Some have a skewed perception of God. They picture Him as an indignant God, waiting for us to mess up so He can punish us. Some have a skewed perception of Christianity. They think it’s a life of drudgery. Both perceptions are wrong. It only takes a brief look into God’s Word to see that, from the very beginning, God has wanted nothing more than to bless His people. The words “blessing/ bless/ blessed” appear around 535 times in the Bible (depending on which version you use). The first occurrence is found in Genesis 1:22, “God blessed them…” In the Sermon on the Mount, the very first word out of Jesus’ mouth was, “Blessed” (Matt. 5:3). Paul wrote that God “blessed us in Christ with every spiritual blessing” (Eph. 1:3), and then spent the rest of the letter mentioning several of those specific blessings. Ezekiel 34 is one of my favorite passages because it so beautifully illustrates the “showers of blessing” (v. 26) that God wants to rain on His people, even after they have wandered off. To get the most out of this study, print off Ezekiel 34:11-31 and be prepared to mark up the text as we go through it together. What can we learn from this remarkable chapter?

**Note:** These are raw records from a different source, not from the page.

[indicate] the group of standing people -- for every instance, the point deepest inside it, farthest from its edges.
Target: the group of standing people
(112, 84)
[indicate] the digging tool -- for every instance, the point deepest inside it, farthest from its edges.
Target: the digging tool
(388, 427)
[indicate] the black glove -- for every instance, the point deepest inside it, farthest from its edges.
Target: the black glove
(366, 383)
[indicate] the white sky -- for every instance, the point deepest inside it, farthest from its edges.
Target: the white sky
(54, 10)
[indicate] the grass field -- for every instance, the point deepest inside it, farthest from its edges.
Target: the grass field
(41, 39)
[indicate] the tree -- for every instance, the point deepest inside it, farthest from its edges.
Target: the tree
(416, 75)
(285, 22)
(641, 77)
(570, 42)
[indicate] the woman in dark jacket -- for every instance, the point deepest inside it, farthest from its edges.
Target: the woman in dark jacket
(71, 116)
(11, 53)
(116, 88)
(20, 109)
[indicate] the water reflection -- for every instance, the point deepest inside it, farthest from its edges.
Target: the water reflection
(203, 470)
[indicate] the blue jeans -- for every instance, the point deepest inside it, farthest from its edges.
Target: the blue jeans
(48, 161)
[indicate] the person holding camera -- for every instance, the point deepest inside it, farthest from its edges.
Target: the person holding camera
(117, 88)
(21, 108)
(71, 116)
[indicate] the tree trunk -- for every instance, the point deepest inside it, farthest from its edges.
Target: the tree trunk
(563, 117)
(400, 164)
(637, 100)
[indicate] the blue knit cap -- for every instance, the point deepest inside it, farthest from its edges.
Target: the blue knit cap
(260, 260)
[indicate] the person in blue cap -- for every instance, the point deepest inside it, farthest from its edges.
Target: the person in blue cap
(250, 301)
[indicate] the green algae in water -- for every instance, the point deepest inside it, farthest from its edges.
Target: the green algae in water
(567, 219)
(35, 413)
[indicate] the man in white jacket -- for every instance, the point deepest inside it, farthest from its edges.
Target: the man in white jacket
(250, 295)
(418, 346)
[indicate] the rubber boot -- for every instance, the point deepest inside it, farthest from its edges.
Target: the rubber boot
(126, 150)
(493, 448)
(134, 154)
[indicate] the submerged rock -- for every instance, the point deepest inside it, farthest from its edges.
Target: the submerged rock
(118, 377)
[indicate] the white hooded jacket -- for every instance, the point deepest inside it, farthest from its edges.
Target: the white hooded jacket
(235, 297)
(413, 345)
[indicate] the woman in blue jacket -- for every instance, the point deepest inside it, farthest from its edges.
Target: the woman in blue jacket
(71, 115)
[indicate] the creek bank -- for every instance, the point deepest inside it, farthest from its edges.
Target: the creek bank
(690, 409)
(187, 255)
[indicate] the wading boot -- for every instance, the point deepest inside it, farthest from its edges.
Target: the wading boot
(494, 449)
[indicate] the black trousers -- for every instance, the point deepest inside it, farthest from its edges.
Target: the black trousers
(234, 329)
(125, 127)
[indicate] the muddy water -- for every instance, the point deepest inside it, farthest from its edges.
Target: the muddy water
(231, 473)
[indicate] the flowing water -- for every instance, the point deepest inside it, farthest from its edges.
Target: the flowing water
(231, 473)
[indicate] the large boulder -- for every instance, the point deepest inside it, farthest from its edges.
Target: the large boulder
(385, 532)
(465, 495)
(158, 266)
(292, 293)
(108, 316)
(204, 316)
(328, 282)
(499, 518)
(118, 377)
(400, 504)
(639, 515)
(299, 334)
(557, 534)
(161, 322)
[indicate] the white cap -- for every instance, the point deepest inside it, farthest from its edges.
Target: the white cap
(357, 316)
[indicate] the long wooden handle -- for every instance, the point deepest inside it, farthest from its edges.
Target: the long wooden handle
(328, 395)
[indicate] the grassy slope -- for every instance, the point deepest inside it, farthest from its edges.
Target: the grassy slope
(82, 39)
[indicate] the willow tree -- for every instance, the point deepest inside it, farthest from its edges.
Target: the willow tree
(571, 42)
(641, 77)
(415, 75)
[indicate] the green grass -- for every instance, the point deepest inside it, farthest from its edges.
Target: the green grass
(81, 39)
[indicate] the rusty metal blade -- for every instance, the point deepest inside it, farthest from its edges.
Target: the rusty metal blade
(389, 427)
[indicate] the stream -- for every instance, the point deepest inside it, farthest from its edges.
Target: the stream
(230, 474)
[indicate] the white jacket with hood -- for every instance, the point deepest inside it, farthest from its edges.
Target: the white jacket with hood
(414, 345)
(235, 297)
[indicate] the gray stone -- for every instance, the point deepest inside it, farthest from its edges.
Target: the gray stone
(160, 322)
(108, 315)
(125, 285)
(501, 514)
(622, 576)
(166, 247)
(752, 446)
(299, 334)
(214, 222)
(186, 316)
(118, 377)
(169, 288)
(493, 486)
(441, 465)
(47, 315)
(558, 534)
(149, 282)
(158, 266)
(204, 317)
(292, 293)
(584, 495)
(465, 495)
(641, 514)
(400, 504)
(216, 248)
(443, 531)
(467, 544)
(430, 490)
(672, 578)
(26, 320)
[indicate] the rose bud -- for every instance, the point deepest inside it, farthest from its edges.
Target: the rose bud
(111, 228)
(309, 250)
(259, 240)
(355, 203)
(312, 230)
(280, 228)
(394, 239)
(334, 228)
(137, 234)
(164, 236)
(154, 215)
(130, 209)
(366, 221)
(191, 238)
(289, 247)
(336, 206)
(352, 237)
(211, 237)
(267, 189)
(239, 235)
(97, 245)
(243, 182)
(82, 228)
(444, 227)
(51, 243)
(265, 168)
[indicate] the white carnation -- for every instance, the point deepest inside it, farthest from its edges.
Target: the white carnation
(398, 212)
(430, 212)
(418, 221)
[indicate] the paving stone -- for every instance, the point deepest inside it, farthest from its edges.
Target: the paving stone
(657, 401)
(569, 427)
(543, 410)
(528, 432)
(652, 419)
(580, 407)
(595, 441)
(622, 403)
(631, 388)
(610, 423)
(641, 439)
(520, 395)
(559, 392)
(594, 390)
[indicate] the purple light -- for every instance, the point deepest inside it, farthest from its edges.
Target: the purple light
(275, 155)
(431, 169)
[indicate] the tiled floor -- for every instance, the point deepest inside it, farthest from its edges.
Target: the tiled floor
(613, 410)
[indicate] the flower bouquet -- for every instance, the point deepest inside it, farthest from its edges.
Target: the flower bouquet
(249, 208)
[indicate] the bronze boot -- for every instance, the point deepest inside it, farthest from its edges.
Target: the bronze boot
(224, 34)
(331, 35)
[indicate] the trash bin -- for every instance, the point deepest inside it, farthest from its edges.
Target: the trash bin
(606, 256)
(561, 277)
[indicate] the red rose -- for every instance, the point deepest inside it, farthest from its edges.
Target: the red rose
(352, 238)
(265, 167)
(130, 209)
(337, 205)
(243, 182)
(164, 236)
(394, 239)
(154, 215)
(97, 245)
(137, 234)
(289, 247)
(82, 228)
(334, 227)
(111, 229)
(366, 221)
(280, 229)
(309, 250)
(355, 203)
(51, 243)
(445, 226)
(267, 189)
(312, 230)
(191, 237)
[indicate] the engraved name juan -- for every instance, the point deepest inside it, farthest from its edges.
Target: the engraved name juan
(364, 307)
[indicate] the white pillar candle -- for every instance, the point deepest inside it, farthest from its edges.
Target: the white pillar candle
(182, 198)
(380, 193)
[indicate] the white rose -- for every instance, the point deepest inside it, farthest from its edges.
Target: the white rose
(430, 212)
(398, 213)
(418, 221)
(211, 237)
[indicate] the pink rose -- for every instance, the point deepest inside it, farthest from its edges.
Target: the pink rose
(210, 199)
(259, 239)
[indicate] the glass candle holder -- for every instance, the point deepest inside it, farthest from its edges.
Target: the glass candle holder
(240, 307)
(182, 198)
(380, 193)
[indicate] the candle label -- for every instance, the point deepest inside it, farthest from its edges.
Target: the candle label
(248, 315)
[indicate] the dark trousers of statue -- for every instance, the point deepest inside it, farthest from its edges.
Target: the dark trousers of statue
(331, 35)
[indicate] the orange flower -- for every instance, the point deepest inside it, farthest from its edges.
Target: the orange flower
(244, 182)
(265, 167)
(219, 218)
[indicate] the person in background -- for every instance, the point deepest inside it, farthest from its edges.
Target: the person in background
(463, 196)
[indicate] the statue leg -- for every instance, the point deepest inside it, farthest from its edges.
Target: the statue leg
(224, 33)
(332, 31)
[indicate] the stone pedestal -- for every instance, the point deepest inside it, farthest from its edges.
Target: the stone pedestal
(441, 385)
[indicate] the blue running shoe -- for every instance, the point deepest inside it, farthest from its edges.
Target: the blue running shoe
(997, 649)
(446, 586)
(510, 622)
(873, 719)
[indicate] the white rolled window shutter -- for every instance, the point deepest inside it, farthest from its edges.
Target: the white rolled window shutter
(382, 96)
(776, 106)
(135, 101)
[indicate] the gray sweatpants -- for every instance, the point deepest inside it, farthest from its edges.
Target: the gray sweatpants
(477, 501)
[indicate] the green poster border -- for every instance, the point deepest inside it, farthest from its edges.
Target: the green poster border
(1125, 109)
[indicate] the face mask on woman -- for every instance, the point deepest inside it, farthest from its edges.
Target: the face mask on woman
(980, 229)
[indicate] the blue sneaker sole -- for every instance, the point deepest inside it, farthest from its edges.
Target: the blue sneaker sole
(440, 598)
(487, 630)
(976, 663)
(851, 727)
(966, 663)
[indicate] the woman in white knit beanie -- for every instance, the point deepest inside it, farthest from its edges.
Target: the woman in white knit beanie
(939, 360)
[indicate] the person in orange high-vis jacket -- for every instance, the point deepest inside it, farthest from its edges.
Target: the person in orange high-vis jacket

God Wants a Relationship with His People

There is ‘shepherd and sheep’ language all throughout this passage. Contrary to what you may have heard, sheep weren’t silly little creatures. They were highly prized for the wool, meat, milk, and cheese they provided. Shepherds cared for them and protected them, even standing between their sheep and predators (v. 25). Circle all the possessive phrases in the text. God says “My sheep” (v. 11, 12, 31), “My flock” (v. 15, 17, 19, 22), “My people” (v. 30), and so on. He claims His people even though they were in exile due to their own rebelliousness. God wanted them to know that He was still their God and they were His people (v. 30-31). “We are His people; the sheep of His pasture” (Psalm 100:3).

God is Involved in the Lives of His People

Deism is the idea that God created the world, set things in motion, and then stepped back just to watch everything unfold. Perhaps this is why some people have the skewed perceptions of God and Christianity I mentioned earlier. This text is just one example of how God IS active in the lives of His people.  He is not distant or detached. He is very involved. Underline the occurrences of “God will.” By my count there are 31 of them, and most of them are good ways He wants to bless His people! God Himself will “search for His sheep” (v. 11), “deliver them from the gloom” (v. 12), “feed them in good pasture” (v. 14), “lead them to rest” (v. 15), “bind up the broken” (v. 16), “make them a blessing” (v. 26), and so on. 

God’s People Struggle on Their Own

The first part of Ezekiel 34 describes the unhappy state of Israel. “So they were scattered, because there was no shepherd, and they became food for all the wild beasts. My sheep were scattered; they wandered over all the mountains and on every high hill. My sheep were scattered over all the face of the earth, with none to search or seek for them” (v. 5-6). God is going to point out their sad condition in our text. Draw a square around the negative words that describe their situation. They were “scattered” (v. 12,16), “lost” (v. 16), “broken” (v. 16), “sick” (v. 16), “prey” (v. 22,28), “enslaved” (v. 27), “devoured” (v. 28), “victims” (v. 29), and “insulted” (v. 29). It was a dark time for them but it didn’t have to be!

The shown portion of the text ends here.